Все ценные сведения о слонах и ожерельях пан Штычка почерпнул из глупой газетки «Публичны пшеглонд», печатавшей кроме разной чуши, еще и брачные объявления с официальными указами. Статья озаглавленная «Прием магараджей офицеров русского корпуса» была сочинена одним из тех толстощеких ослов, насиживающих зады в государственных учреждениях. Все они, как один, болели неизлечимой формой патриотизма.
Тот слабоумный, скрывавшийся под псевдонимом пан Завартошч, на фронт не попал по причине плоскостопия. Об Индии же он имел смутные представления, что не помешало ему нагородить гору невозможной чепухи.
Из статьи, которую отставной флейтист прочитал в отхожем месте под Сандомиром, выходило, что уже к зиме шестнадцатого на помощь доблестным русским войскам прибудут отличные, вооруженные пулеметами слоны индийского магараджи. О чем, якобы, была достигнута договоренность на приеме. И это чудо-оружие за пару месяцев сокрушит силы кайзера к вящему удовольствию верующих. «Пулеметный слон непривычен для немецких солдат», — говорилось в статье, — «от одного его вида они придут в ужас и побегут».

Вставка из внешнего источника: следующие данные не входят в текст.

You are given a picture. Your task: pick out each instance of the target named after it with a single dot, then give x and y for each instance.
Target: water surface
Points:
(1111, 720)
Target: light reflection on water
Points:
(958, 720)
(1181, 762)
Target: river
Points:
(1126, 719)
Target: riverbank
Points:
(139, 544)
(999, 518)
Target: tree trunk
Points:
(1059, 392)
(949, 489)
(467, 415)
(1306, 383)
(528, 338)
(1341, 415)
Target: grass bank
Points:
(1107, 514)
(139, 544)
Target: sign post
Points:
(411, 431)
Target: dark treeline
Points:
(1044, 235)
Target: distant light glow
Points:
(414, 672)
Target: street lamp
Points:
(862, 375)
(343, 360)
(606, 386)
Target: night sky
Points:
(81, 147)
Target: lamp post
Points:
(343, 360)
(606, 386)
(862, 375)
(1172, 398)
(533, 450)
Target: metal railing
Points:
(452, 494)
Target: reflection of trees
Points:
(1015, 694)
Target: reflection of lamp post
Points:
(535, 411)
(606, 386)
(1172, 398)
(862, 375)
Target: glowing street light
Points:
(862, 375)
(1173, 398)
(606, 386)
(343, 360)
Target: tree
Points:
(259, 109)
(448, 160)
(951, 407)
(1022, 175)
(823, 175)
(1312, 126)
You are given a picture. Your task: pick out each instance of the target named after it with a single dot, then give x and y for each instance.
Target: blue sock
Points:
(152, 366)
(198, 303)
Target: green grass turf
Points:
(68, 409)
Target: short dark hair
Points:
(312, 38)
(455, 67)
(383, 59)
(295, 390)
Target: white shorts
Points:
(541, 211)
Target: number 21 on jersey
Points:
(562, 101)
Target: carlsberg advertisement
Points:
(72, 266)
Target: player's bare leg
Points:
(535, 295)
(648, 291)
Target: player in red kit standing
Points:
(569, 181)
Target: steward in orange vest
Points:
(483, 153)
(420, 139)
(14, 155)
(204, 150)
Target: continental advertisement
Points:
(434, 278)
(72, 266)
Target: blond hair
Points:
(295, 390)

Далее высокопоставленный дурак рассуждал на военные темы: о необходимости атак и прорывов, пленения как можно большего количества командования противника, о том, что дела налаживаются и уже к семнадцатому году грядет полное перевооружение армии. Не знавшие о своей печальной участи немецкие солдаты поливали позиции седьмого пехотного из всех калибров. Земля вставала султанами, визжало железо, и дроги везли корчившихся обожженных огнем людей в тыл. Верноподданный государственный осел получал очередной орден «За заслуги» из рук такого же осла. Все было так же, как и в начале времен: глупость покрывалась наградами, а с грязных шинелей рядовых летели кровавые клочья. Завершалась статья проклятиями в адрес противника и лицемерными сожалениями, что «именно в этот момент высочайших устремлений и патриотического рвения» автор не может лично принять участие в боевых действиях.
Эту абракадабру пан Штычка с удовольствием пересказал страдающему комиссару Певзнеру.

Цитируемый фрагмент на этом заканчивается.